I switch on the electric light;
It is a furnace in a vase.
Then the maroon that slaps the night:

The lifeboat is out,
One of those lighted ships is toiling
With some current like a great maroon dragon;

Let its stacked lights not be quenched.
I fear some outlying storm is killing men.
In the morning a wheatfield

Like a festival of plumes,
Stuffed with wind like lurkers and shifters.

II

Our new offices have just been opened in the old Baths,
A clean airy series of halls
In which the paperwork partakes of the cleanness,

And office work is no longer onerous,
Especially on still days
When we can slant the long verandah windows open.

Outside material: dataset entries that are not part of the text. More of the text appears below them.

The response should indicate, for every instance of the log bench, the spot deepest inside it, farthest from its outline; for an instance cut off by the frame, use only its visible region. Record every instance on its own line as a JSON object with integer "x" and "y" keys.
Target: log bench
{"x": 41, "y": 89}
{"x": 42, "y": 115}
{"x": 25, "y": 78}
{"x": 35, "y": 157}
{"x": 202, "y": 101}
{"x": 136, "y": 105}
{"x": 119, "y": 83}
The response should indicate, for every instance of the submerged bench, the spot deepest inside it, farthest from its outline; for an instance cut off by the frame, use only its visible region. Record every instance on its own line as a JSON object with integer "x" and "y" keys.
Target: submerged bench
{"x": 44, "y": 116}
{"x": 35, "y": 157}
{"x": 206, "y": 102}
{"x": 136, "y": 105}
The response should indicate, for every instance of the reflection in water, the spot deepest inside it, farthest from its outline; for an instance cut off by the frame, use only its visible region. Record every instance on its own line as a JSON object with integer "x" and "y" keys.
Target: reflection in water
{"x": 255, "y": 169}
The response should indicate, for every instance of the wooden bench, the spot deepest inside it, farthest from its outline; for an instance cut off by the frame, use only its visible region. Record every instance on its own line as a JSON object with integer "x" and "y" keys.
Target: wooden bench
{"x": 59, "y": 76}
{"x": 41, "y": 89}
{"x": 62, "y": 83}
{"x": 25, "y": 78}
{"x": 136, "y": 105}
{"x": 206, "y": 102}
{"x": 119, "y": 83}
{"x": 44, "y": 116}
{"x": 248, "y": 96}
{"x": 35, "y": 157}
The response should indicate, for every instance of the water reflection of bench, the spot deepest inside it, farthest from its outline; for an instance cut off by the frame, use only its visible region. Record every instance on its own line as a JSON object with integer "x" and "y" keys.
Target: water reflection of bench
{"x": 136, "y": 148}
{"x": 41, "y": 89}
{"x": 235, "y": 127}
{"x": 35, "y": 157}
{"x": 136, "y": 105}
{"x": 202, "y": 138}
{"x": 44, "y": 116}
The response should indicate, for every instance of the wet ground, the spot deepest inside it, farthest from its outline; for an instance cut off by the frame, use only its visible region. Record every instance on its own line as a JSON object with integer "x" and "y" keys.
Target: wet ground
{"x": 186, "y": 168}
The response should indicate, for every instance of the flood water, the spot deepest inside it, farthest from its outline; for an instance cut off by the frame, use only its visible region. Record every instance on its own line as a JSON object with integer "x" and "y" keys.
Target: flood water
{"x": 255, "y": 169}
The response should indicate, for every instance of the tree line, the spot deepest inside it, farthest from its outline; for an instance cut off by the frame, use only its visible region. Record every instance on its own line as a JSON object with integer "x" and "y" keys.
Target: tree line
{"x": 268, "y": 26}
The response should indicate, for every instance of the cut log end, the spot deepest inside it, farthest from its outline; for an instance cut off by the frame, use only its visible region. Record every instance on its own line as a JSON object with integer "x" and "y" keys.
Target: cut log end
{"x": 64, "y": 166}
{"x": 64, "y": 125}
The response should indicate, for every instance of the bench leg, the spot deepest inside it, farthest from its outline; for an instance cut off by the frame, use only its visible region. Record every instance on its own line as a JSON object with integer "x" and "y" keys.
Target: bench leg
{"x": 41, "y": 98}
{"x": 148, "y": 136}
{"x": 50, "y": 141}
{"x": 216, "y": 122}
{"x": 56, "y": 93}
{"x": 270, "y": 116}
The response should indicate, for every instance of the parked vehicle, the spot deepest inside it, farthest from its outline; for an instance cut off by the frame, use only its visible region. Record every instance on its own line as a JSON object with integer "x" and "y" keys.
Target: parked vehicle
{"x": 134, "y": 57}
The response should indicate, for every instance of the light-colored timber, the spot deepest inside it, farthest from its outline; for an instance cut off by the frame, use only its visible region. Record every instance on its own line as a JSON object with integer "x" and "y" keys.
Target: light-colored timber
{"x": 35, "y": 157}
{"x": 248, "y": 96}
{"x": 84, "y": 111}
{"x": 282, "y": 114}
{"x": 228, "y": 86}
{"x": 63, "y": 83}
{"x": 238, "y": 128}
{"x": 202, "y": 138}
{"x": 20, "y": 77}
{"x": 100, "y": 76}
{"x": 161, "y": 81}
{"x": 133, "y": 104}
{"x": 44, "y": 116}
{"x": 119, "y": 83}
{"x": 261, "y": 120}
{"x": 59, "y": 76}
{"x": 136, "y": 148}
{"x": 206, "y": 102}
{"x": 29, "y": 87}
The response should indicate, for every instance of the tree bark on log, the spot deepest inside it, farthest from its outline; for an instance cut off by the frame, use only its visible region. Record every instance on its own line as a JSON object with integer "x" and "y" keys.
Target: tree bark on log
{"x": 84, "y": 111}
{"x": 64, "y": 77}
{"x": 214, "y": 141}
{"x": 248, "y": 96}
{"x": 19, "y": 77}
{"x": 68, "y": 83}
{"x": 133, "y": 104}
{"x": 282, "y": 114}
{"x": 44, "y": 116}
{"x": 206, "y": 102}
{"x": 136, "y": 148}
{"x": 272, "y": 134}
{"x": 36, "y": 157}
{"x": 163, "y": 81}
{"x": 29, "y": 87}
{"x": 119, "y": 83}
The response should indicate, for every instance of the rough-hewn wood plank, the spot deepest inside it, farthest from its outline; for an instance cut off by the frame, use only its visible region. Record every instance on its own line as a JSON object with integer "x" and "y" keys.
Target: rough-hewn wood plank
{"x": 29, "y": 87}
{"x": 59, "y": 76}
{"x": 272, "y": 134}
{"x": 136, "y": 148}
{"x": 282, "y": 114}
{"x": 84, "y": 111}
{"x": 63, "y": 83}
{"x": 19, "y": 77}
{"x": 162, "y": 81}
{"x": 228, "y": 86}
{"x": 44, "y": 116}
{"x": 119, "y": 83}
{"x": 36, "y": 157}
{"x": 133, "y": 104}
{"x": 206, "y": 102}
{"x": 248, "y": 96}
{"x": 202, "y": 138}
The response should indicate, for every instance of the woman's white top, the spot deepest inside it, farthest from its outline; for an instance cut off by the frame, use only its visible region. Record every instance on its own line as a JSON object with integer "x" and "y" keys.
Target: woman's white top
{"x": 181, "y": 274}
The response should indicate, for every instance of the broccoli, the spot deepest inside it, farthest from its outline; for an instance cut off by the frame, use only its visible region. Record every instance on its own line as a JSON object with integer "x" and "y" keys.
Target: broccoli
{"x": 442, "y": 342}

The river sliding past the orchard tastes of apples,
Clean-tasting apple-water.

III

She polished up her hair with the palms of her hands,
Our Chief, and settled back, sighing;
The named constellations overhead, floating,

And the names of the ships bearing their own lights
Through the water of white documents in the dry Baths,
Their own patterns, bearing their own names,

Their own frequencies, White Sun,
Rainsource; and the great ships
Which are stars

Drenching us with their light,
The rilling wake, signalling,
The enormous radio operators tapping out,

IV

One of their messages being this cinnamon
I taste in our lunchtime baked apples,
One of the constellations of the odours of Venus,

The multitudinous odours
In the cold baked apples in the sandwich box.

V

Our Chief slid her scalpel on to the next task;
Uncanny pleasure moved within her.
In her grip she took the lading papers

Of the great barquentine Mozart
Just as that magic equipage moved so slowly
Past the broad windows of our offices

Our new offices in the old Baths.
Uncanny pleasure moved within her like a full-rigged ship
As if she entered her naked self

Into a silky sea of ships;
Great full-masters sailed across her breasts.
Her smile in the office meant the tide was full,

The draught sufficient,
As the great barque in its weathered colours
Glides past the window, pennant flying,

In its weathered colours.

VI

‘When they brought the General home,’
She remarked, glancing at the Mozart’s manifest,
‘The coffin that had been furnished

Was too small. “May we,” asked the men
Charged with the task of burial,
“May we break the General’s bones?”

And were almost lynched for this inquiry.
Eventually,’ she said, ‘he travelled on an open bier,
Two sailors on the deck constantly on guard

To keep the seabirds from his eyes. When
They docked, the salt spray had tarnished almost black
The braid of his dress uniform, and

His dead face was handsomely tanned.’

VII

Dark sails against the light showed the approach
Of a big ship. It was indeed,
As his papers said, the great barquentine

Mozart, with its sails composed
Like a palladian mansion of closing light and opening shadow.
Would there be

In some inner berth or cabin
Of the great floating house
Of harmonising and motive breezes,

Laid on a fleece in this ship
Scrubbed immaculate to its planks,
A new-born child

Stripped of its primordial clothing,
Which is to say his Mother,
Who has walked away singing

To drink cordials in another cabin,
Knowing the god to be safe now,
Ready to be brought in through the Customs

Into the little seaside town
As the epagomenal days draw in?
There is a great flash from the sea as the sun goes down;

What will that gliding sun bring
With a hull heavy like a drop of honey, shouldering
Its way through those hexagonal reefs of stars?

VIII

On the lawn outside the Baths
A young horse has got free of its paddock,
Is cantering around, being chased

By a young girl with a bridle,
Our Chief’s single-parent family’s daughter.
The pony tosses its wet mane

In the sunlight and creates
A rainbow round itself and the child
And allows itself to be caught and led at her hand

As at anchor, as if tending to an anchor.